Eglises d'Asie

Fujian : la division entre Eglises souterraine et officielle a des conséquences fâcheuses sur la vie ecclésiale, sociale et familiale

Publié le 18/03/2010




La division des communautés catholiques en Chine, selon qu’elles appartiennent à l’Eglise officielle ou à l’Eglise clandestine, non seulement constitue un obstacle à l’évangélisation en milieu non chrétien, mais encore affecte fâcheusement la vie sociale et religieuse des familles des fidèles. Cette situation est particulièrement marquée dans la province orientale du Fujian, un des hauts lieux de l’Eglise clandestine, qui y fonctionne en dehors des structures de l’Eglise reconnue par le gouvernement.

Ainsi, Miao, qui habite la ville de Muyang dans le diocèse de Mundong, appartient à l’Eglise officielle, tandis que sa femme et son fils sont membres de l’Eglise clandestine. “Nous appartenons à deux communautés différentes, dit Miao, et nous soutenons chacun la nôtre“. Un autre laïc de cette même ville confirme que, dans la région, il est courant de voir des membres d’un même famille appartenir à deux communautés différentes, comme c’est le cas pour lui et sa femme. A la maison, il faut éviter les discussions religieuses. Les conséquences d’un tel état de choses sont désastreuses : à cause de cette division, les enfants ne vont plus l’église. Par ailleurs, les non-catholiques se moquent des adeptes d’une religion incapable de faire vivre ses fidèles dans la communion.

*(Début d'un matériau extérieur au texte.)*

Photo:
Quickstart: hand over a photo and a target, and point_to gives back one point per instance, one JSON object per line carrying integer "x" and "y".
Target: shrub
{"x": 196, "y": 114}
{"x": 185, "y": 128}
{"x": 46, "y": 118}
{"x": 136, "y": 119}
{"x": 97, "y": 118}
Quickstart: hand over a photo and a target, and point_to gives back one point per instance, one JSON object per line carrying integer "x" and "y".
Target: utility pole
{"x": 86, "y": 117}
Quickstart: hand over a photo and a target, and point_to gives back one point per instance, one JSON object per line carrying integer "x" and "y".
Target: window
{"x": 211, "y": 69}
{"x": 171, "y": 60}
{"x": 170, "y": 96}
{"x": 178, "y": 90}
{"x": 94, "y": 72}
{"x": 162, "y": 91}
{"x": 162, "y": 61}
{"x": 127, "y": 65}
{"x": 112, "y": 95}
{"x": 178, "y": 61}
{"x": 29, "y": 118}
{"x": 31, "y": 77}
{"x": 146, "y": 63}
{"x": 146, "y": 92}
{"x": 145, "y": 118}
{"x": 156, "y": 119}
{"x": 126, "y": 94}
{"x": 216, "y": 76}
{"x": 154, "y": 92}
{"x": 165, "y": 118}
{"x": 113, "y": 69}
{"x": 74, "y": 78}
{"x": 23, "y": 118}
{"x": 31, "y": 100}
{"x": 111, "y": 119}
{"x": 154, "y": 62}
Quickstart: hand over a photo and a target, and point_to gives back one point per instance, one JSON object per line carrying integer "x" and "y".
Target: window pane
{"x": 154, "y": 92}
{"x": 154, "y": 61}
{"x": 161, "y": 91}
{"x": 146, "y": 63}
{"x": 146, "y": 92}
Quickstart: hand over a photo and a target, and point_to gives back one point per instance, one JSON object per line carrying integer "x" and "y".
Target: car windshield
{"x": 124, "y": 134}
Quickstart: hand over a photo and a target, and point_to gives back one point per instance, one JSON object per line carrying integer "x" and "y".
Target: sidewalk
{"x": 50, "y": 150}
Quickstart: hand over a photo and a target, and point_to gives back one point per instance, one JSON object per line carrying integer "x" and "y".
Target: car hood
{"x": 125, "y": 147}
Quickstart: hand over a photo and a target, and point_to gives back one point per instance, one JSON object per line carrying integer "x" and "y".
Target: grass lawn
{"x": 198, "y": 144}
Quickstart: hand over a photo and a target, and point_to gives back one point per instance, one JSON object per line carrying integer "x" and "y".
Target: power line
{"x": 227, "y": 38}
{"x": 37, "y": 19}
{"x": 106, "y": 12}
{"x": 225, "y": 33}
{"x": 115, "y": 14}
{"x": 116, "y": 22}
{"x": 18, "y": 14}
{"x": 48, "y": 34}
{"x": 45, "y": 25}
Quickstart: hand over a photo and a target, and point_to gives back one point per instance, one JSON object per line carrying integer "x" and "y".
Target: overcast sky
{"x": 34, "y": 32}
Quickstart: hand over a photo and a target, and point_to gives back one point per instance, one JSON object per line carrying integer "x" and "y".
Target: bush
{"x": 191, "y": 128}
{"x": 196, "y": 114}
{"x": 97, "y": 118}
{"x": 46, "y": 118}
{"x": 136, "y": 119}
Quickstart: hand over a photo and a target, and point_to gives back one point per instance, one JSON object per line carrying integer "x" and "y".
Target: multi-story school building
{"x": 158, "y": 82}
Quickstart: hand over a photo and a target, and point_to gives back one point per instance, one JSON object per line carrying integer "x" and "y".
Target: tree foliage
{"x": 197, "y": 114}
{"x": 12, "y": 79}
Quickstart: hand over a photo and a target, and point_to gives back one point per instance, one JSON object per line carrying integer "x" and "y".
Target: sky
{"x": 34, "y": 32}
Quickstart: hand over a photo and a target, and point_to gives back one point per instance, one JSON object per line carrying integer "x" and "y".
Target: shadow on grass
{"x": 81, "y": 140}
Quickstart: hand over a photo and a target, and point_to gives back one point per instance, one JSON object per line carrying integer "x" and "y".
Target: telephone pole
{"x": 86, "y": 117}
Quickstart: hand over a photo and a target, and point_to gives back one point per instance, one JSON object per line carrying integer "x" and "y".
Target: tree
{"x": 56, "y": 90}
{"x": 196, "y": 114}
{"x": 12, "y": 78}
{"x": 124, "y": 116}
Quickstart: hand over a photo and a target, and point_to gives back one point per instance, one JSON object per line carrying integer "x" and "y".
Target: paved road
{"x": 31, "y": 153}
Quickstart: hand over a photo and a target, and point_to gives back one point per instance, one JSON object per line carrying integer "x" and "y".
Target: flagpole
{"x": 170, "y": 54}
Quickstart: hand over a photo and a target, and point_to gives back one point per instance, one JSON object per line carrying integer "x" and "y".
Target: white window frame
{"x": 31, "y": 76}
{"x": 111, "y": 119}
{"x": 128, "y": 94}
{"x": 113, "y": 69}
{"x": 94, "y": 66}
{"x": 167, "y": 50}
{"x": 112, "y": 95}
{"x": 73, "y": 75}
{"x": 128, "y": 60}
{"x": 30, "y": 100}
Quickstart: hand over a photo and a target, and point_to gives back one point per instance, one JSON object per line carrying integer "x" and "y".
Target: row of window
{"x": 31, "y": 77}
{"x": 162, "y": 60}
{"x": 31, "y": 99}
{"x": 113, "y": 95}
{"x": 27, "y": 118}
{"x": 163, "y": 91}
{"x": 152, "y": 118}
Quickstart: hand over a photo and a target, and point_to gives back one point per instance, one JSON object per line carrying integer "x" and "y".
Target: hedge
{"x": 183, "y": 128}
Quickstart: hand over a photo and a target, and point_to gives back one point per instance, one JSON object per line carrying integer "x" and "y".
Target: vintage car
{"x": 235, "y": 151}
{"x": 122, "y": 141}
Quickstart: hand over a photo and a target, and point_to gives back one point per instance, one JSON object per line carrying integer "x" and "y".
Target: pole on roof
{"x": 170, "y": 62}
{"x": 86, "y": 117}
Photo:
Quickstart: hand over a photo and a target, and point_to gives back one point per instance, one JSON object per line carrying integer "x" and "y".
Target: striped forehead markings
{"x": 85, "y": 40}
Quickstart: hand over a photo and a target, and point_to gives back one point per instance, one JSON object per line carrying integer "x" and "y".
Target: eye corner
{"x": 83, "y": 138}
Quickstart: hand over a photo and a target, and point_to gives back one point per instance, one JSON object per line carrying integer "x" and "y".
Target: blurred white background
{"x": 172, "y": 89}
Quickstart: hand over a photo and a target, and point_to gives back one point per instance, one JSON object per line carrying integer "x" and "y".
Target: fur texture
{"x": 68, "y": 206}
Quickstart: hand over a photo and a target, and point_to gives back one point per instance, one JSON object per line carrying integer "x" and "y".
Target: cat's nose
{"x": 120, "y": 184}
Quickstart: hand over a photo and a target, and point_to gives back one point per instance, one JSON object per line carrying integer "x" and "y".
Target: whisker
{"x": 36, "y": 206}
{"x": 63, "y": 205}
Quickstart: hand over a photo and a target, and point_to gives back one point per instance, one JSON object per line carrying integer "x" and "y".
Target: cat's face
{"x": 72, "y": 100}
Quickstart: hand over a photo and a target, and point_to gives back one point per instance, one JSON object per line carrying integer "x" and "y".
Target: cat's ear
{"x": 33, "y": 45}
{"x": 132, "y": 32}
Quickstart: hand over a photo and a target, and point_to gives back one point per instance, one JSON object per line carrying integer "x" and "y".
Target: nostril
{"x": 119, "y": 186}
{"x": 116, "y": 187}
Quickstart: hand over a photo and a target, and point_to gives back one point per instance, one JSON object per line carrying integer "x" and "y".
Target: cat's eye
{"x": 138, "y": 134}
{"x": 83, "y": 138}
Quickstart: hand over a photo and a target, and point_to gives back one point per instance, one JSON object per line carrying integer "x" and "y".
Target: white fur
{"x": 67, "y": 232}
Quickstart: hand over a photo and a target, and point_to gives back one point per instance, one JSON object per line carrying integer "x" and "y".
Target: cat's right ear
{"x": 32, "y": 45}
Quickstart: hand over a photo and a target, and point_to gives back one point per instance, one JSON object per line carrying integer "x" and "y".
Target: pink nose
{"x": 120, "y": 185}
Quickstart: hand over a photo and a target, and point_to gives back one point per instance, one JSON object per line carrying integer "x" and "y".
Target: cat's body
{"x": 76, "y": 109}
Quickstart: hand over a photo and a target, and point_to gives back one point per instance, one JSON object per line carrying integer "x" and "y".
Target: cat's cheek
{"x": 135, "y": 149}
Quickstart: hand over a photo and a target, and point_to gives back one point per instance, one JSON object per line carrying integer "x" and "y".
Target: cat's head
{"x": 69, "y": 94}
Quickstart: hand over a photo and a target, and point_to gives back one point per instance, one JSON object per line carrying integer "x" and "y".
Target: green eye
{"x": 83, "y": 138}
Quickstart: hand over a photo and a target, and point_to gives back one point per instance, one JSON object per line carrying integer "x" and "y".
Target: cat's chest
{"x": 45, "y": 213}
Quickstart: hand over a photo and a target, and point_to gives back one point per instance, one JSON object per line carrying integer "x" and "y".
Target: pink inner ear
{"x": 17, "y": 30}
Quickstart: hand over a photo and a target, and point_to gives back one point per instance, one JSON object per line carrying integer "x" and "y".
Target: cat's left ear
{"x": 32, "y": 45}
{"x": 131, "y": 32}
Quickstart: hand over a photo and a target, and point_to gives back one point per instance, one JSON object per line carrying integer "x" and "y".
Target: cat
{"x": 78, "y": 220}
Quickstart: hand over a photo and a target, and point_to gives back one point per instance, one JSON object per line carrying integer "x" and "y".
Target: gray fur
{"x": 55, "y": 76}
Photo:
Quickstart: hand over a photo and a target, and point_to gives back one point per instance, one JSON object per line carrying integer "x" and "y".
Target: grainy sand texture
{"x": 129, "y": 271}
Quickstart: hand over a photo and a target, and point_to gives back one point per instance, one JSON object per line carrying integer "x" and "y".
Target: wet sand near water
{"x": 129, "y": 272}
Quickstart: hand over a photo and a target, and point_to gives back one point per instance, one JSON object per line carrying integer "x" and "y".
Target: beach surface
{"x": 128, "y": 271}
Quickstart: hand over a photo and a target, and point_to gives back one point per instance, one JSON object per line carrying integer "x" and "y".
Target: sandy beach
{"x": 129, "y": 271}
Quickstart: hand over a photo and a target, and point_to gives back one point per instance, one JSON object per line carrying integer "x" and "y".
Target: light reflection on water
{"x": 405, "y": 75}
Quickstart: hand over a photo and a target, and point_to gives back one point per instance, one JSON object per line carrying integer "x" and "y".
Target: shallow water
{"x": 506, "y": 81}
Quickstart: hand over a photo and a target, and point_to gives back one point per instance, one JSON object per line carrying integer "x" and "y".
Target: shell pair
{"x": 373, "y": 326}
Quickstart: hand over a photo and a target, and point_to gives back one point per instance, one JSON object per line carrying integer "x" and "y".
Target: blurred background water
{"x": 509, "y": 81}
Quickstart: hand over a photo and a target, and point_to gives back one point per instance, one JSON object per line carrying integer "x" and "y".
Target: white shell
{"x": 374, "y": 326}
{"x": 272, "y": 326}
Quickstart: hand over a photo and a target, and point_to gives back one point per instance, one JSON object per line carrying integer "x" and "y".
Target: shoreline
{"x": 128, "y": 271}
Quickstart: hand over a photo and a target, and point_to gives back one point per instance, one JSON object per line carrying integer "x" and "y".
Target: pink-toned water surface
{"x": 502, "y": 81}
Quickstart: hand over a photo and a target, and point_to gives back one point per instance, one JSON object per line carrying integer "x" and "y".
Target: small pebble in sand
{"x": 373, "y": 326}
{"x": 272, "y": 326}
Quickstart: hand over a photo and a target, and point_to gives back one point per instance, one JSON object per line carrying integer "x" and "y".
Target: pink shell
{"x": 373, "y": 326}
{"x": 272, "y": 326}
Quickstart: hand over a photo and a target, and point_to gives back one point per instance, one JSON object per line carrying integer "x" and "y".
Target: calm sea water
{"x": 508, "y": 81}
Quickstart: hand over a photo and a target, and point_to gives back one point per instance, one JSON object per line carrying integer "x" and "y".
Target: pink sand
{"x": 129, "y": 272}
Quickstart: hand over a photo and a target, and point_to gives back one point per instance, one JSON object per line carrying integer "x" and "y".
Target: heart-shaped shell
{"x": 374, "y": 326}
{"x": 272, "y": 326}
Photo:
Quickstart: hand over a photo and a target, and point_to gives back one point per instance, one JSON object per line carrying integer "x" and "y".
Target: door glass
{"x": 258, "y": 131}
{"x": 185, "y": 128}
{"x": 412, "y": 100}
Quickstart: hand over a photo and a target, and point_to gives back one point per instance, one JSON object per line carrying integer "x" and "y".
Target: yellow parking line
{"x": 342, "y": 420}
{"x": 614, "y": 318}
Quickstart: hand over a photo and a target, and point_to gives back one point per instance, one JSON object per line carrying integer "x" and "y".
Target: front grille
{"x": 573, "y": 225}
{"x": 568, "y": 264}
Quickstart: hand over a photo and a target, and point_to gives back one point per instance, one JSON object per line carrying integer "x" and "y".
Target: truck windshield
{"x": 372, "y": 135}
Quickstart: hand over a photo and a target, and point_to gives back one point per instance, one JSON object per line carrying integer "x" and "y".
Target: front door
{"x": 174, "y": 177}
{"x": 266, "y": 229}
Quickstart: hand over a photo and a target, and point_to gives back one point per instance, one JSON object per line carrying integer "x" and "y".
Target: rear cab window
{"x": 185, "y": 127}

Les désaccords entre catholiques ont, selon les témoins d’un certain âge, surgi au début des années 80, époque où la vie religieuse a commencé à bénéficier d’une relative libéralisation. Depuis, un peu partout, les responsables pastoraux se plaignent des divisions et des conséquences fâcheuses qu’elles entraînent. Le curé d’une paroisse de Muyang fait remarquer que le divorce entre Eglise officielle et Eglise clandestine empêche la mise en commun de l’ensemble des ressources matérielles, spirituelles et morales des chrétiens en vue de l’action pastorale et de l’évangélisation. Le P. Li Ronghua, de l’Eglise officielle, vivant à Fuzhou, capitale de la province de Fujian, raconte que sa grand-mère et son oncle, appartenant à deux communautés opposées, refusent de se rencontrer depuis des années. Une religieuse, autrefois fidèle de l’Eglise clandestine, aujourd’hui passée à l’Eglise officielle, cite le cas du mariage d’un jeune couple formé de deux partenaires dont l’un est catholique clandestin, l’autre officiel. Des parents des deux familles ont refusé de participer aux cérémonies religieuses et au banquet à cause de la présence de personnes appartenant au parti opposé. Il arrive, ajoute la religieuse, que des familles refusent pour leurs enfants des mariages avec des fidèles d’une Eglise différente de la leur, poussant ainsi leur progéniture à se marier avec un partenaire non catholique. Un catholique de Pékin avoue même qu’il a voulu demander le divorce en apprenant que sa femme fréquentait l’Eglise officielle.

Les catholiques recevant le mariage, la confession, ou d’autres sacrements dans l’Eglise officielle, sont souvent invités à les recevoir une seconde fois dans l’Eglise clandestine s’ils veulent garder l’estime de leurs amis de cette Eglise. Dans le nord-est de la Chine, un catholique, membre de l’Eglise souterraine, n’a pu recevoir les derniers sacrements, ses amis ayant empêché un prêtre de l’Eglise officielle de pénétrer dans la maison.

On peut cependant relever quelques exemples de coopération entre les deux communautés souterraine et officielle dans la province du Fujian. Les catholiques clandestins participent au pèlerinage au sanctuaire du Rosaire de Changle, organisé par l’Eglise reconnue par le gouvernement. Il existe des essais de dialogue entre dirigeants des deux Eglises. Les discussions tournent autour de l’attitude vis-à-vis du pouvoir, qui varie depuis l’opposition totale jusqu’à l’acceptation d’un compromis avec sa politique, lorsqu’elle ne s’oppose pas à la foi chrétienne. Selon un prêtre de l’Eglise officielle, c’est là que se trouve le vrai problème. L’obstacle à l’unification des communautés catholiques n’est pas constitué par une question doctrinale. Il réside dans la différence des rapports entretenus avec le pouvoir.